High-utilizer, minority families who completed a community health worker-delivered electronic adherence intervention found it generally acceptable. Prominent feasibility concerns, however, such as recruitment, data transmission failure, and lost devices, should be carefully considered when designing interventions in this setting.

摘要

背景

市中心的少数族裔哮喘儿童的哮喘发病率和死亡率最高,而哮喘控制药物的依从率最低。最近的一些电子药物监测干预措施表明,低风险人群的依从性有显著改善。但尚未研究这种干预措施在哮喘高危儿童中的可行性和可接受性。

目的

我们的目的是评估在市中心诊所中,由社区卫生工作者提供的电子依从性监测干预措施,对于急性哮喘护理最高利用率儿童的可行性和可接受性。

方法

这是一项前瞻性队列试点研究,针对当地管理式医疗医疗补助计划中哮喘相关急诊科和医院护理频率最高的儿童。
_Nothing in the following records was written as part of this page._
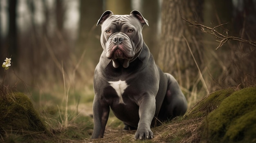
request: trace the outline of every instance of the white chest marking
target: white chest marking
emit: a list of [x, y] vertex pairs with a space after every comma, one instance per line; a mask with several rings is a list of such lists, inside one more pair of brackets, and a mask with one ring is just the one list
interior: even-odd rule
[[122, 81], [119, 80], [116, 81], [108, 81], [110, 84], [110, 86], [116, 90], [117, 95], [119, 97], [119, 103], [124, 103], [122, 95], [124, 93], [124, 90], [128, 87], [128, 85], [126, 84], [125, 81]]

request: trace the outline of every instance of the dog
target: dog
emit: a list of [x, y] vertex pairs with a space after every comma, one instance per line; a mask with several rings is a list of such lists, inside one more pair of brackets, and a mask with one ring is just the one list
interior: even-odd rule
[[99, 25], [103, 51], [94, 77], [92, 138], [103, 137], [111, 108], [125, 129], [137, 129], [135, 139], [152, 139], [156, 120], [185, 113], [186, 98], [173, 77], [156, 65], [141, 33], [148, 23], [139, 11], [118, 15], [107, 11]]

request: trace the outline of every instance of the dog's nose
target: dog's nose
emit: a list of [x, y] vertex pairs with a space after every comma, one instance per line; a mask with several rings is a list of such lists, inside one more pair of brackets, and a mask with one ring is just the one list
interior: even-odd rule
[[124, 37], [121, 36], [117, 35], [113, 38], [113, 41], [117, 44], [121, 43], [122, 41], [124, 41]]

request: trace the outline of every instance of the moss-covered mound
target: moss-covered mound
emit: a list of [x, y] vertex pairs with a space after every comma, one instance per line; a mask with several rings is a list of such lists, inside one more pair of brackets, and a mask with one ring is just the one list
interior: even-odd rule
[[256, 87], [235, 92], [211, 112], [200, 128], [201, 141], [256, 142]]
[[220, 103], [235, 90], [231, 88], [215, 91], [206, 97], [195, 105], [186, 117], [190, 119], [204, 117], [215, 110]]
[[0, 96], [0, 142], [56, 142], [23, 93]]
[[0, 98], [0, 127], [3, 130], [46, 130], [29, 98], [21, 92]]

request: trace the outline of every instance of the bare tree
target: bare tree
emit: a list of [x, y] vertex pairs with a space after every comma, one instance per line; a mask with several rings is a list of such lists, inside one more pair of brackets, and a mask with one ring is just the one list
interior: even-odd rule
[[[8, 48], [9, 54], [15, 57], [18, 55], [18, 37], [16, 24], [17, 0], [8, 0], [9, 28], [8, 33]], [[13, 62], [15, 61], [13, 59]], [[15, 64], [14, 64], [15, 65]]]
[[181, 15], [189, 20], [202, 20], [202, 0], [164, 0], [162, 12], [162, 35], [158, 64], [164, 71], [173, 74], [182, 86], [191, 88], [198, 77], [198, 69], [183, 37], [191, 47], [198, 64], [203, 61], [200, 43], [195, 39], [200, 32], [190, 28]]

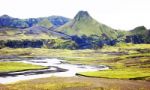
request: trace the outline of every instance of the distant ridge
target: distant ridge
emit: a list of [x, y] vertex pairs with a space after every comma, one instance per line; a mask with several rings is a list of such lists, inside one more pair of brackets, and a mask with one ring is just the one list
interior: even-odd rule
[[68, 35], [97, 35], [117, 38], [122, 31], [117, 31], [93, 19], [87, 11], [79, 11], [73, 20], [56, 29]]

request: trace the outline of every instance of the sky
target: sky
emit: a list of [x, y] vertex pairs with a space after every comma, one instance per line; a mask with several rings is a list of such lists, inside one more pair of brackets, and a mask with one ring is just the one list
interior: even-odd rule
[[150, 0], [0, 0], [0, 15], [34, 18], [51, 15], [73, 18], [88, 11], [98, 22], [115, 29], [150, 28]]

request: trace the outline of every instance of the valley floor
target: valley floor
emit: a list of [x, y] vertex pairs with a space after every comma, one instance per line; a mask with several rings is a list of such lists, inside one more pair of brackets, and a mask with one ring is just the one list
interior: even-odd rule
[[60, 58], [73, 64], [103, 64], [111, 68], [78, 73], [87, 77], [50, 77], [0, 85], [0, 90], [150, 90], [150, 44], [122, 43], [98, 50], [3, 48], [0, 58]]
[[89, 77], [50, 77], [0, 85], [0, 90], [150, 90], [150, 82]]

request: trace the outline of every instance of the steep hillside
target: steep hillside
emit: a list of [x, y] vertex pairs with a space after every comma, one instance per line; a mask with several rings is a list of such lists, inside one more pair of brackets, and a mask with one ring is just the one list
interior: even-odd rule
[[131, 43], [150, 43], [150, 30], [144, 26], [139, 26], [129, 31], [126, 35], [126, 42]]
[[49, 25], [49, 23], [51, 23], [53, 26], [59, 27], [61, 25], [64, 25], [68, 21], [70, 21], [69, 18], [62, 17], [62, 16], [19, 19], [19, 18], [10, 17], [8, 15], [3, 15], [0, 16], [0, 27], [28, 28], [38, 23], [42, 23], [44, 25]]
[[43, 19], [42, 21], [38, 22], [37, 23], [38, 26], [43, 26], [43, 27], [46, 27], [46, 28], [50, 28], [53, 26], [53, 24], [48, 20], [48, 19]]
[[77, 36], [97, 35], [105, 38], [116, 39], [121, 31], [112, 29], [93, 19], [87, 11], [79, 11], [73, 20], [56, 29], [56, 31]]

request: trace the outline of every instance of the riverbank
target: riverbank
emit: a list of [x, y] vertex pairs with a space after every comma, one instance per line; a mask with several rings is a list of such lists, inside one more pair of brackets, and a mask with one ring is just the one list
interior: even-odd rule
[[2, 90], [149, 90], [150, 82], [88, 77], [49, 77], [0, 85]]

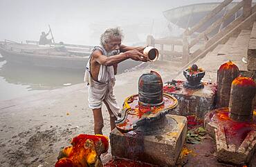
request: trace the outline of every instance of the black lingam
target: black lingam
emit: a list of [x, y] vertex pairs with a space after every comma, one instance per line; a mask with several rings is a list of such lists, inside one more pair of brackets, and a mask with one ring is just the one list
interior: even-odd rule
[[204, 77], [205, 72], [199, 68], [196, 64], [193, 64], [183, 71], [183, 75], [187, 79], [184, 83], [184, 87], [188, 89], [201, 89], [203, 88], [203, 83], [201, 81]]

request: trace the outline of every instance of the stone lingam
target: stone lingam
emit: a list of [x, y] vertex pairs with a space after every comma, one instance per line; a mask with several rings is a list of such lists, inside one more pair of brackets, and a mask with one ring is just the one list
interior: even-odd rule
[[138, 94], [127, 97], [110, 134], [114, 158], [138, 160], [161, 166], [174, 166], [185, 142], [187, 119], [169, 115], [177, 106], [172, 95], [163, 93], [161, 76], [154, 71], [138, 81]]
[[217, 86], [210, 81], [201, 81], [205, 72], [195, 64], [183, 71], [183, 80], [166, 82], [163, 92], [175, 97], [179, 105], [172, 114], [196, 115], [203, 119], [206, 112], [214, 108]]
[[199, 68], [196, 64], [183, 71], [183, 75], [187, 81], [184, 83], [184, 87], [189, 89], [201, 89], [204, 85], [201, 81], [204, 77], [205, 72]]
[[238, 77], [231, 84], [229, 107], [205, 115], [205, 126], [215, 138], [219, 161], [244, 165], [253, 156], [256, 149], [255, 94], [253, 79]]

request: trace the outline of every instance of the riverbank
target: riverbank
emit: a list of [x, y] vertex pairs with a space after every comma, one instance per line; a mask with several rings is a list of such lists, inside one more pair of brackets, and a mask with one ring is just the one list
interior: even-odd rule
[[[165, 82], [176, 74], [170, 72], [172, 68], [168, 63], [155, 63], [117, 75], [114, 92], [119, 105], [138, 93], [142, 74], [154, 69]], [[109, 136], [105, 108], [102, 112], [103, 133]], [[93, 117], [84, 84], [0, 101], [0, 166], [53, 166], [60, 148], [69, 146], [73, 137], [93, 134]]]

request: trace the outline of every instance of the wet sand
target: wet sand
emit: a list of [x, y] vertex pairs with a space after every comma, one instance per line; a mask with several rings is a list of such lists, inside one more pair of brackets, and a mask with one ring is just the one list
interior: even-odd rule
[[[172, 79], [168, 63], [150, 64], [116, 76], [114, 92], [120, 106], [138, 93], [139, 77], [154, 69], [163, 81]], [[167, 68], [168, 67], [168, 68]], [[104, 135], [110, 125], [102, 109]], [[53, 166], [60, 149], [80, 134], [93, 134], [93, 117], [88, 108], [87, 88], [79, 84], [24, 97], [0, 101], [0, 166]]]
为期3个月的干预措施包括动机性访谈、对控制剂和急救吸入器使用的电子监测,以及由社区卫生工作者针对预定义的药物警报进行外展服务。我们使用改良的技术可接受性模型来衡量可接受性,并使用哮喘控制测试(ACT)来评估哮喘控制的变化。鉴于突出的可行性问题,我们仅描述了基线时药物使用的定性模式。

结果

我们招募了14名非西班牙裔黑人儿童,中位年龄为3.5岁。参与者在入组前一年平均有7.8次急诊或住院就诊。我们观察到三种不同的基线控制剂使用模式:4名患者持续使用,5名患者定期使用,5名患者在2周内停用。所有参与者都开始使用电子设备;然而,14名参与者中有5名在平均45天后没有传输调制解调器信号。在完成最终研究访视的9名(占总数的64%)照顾者中,所有人都对电子监测设备持积极看法,并会向朋友推荐,5名(56%)认为该设备有助于改善哮喘控制。在3个月的干预期间,ACT评分平均提高了2.7分(P=0.05)。

结论

完成由社区卫生工作者提供的电子依从性干预措施的高利用率少数族裔家庭普遍认为该措施是可接受的。然而,在设计这种情况下的干预措施时,应仔细考虑突出的可行性问题,如招募、数据传输失败和设备丢失等。